CONTRIBUTED ARTICLE by Michael Hutton*
Labor’s proposal to change the way dividend franking credits are treated has both its advocates and its critics. Regardless of one’s point of view, there is no doubt that any plan that removes imputation credit refunds will negatively impact self-funded retirees, and those hoping to be self-funded retirees, and result in them rethinking their investment strategies.
While the current proposal could impact any share investments held personally – and potentially also investments held through a family trust or investment company – it is understandable that self managed superannuation fund (SMSF) members feel particularly targeted.
At a time when self-funded retirees, and those with ambitions of being self-funded, should be applauded for not relying on government support, the landscape seems to be changing. Such retirees are now, to all intents and purposes, being penalised for their independence.
Some argue that the proposed changes to dividend imputation credits is an issue of fairness. In my view, what is not fair is that Labor’s proposal is squarely aimed at self-managed superannuation funds, and that union funds and retail funds will mostly be unaffected.
It is surprising that a tax change has been suggested that applies solely to one section of the superannuation system, but not to others. This is new, and definitely unwelcome. In the past, any tax changes to the system – such as to contribution limits, or the imposition of $1.6 million pension account balances – have applied across the board to the entire superannuation industry.
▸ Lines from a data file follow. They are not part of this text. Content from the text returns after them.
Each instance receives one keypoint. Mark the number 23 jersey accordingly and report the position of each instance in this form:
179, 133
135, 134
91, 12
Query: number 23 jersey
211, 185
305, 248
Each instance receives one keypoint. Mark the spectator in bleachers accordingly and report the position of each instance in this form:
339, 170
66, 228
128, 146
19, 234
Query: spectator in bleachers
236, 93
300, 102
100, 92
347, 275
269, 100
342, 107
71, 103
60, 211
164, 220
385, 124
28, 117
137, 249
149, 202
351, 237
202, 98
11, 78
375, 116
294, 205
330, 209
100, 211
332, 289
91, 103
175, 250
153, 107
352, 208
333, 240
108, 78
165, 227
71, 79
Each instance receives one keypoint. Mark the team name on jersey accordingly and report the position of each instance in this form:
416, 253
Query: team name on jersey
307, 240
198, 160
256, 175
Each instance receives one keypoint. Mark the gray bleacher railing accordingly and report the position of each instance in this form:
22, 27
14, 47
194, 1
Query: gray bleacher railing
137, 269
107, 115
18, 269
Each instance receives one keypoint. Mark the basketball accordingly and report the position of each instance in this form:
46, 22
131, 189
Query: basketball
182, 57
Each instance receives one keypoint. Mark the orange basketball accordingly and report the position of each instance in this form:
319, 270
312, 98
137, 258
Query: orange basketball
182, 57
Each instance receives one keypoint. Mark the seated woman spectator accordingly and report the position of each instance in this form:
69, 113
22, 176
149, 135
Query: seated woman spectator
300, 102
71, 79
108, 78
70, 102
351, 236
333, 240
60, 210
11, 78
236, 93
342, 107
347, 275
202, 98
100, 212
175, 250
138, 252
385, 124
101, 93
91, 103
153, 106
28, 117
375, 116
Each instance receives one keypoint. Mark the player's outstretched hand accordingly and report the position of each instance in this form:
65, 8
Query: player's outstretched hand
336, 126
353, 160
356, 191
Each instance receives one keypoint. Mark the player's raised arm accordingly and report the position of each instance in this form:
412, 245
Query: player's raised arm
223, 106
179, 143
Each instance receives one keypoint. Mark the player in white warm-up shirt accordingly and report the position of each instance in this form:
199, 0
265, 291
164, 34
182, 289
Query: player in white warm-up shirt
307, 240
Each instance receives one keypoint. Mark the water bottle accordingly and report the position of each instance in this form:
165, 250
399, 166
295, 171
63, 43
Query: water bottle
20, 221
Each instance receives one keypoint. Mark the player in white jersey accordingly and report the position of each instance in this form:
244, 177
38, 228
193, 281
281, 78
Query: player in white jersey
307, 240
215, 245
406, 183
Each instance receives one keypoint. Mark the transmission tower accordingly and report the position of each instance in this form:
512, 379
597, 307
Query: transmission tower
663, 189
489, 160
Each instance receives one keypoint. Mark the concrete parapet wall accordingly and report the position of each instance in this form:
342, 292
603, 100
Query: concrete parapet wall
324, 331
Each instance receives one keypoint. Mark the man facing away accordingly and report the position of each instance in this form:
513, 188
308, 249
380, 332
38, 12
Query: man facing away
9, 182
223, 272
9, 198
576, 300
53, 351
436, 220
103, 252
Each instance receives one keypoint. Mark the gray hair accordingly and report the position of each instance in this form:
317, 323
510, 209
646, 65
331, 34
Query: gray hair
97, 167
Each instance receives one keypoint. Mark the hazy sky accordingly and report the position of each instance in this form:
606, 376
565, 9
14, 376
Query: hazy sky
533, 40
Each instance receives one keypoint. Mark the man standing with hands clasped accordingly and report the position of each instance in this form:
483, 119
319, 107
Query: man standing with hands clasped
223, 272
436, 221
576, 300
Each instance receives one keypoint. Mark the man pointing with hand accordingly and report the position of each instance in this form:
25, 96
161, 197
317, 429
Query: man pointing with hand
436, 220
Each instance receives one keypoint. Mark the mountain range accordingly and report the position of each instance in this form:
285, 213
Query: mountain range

The proposed change will have the greatest impact on self-funded retirees who fall just outside the assets test thresholds. A retiree who is receiving just $1 of the age pension will be entitled to both a personal tax refund or excess imputation credits and also their super pension receiving a tax refund. As a result, they will be significantly advantaged over those who fall just outside the assets test limit, which is currently $837,000 for a couple who are home owners or $556,500 for single home owners.
If the changes come into effect, we will undoubtedly see SMSF members making changes to their investment strategy to try to minimise their losses.
In the first place, people will be encouraged to look for ways to reduce their investment assets, in order to receive both greater tax refunds plus more age pension.
Another impact of the proposed changes is SMSF members will likely reduce their investment in Australian shares. Imputation credits add about 1.6% to the return on those shares. In situations where this benefit is lost then the relative attractiveness of Australian shares as an investment sector will be diminished.
Relatively speaking, international shares, cash and property may become more attractive, and so allocations to these sectors may be increased.
And finally, people will find they can easily circumvent the changes, simply by adjusting the investment mix and/or transferring the Australian shares part of a portfolio to a “super wrap” type retail fund that will refund the imputation credits due on their account.
With the Government’s announcement to increase the maximum number of SMSF members from four to six there will likely be more families that treat an SMSF as a true family investment vehicle. Younger family members who are accumulating super will be added to use the credits that their parents, in pension mode, may otherwise have lost.
As a result, the change is unlikely to achieve its desired result, which is to boost the government’s budget.
Perhaps the only true outcome from the changes will be to continue eroding confidence in our superannuation system. It is difficult to encourage people to put more into super, when the money is locked away for a long period of time and the benefits continue to be taken away. It seems that for many people, they will be better off having a lower amount in super and receive increased age pension payments in retirement.
These latest changes come on top of the major rejig to retirees’ investment situation resulting from the Coalition’s changes to superannuation that came into effect 1 July 2017, including severe limitation on super contributions, imposing of $1.6 million cap and changes to death benefit payouts, amongst other changes.
If successive governments are looking for ways to turn people away from saving for their own retirement, and encouraging them to seek government assistance, then they are certainly going the right way about it.
* Michael Hutton is head of wealth management at accountants and business and financial advisers HLB Mann Judd Sydney.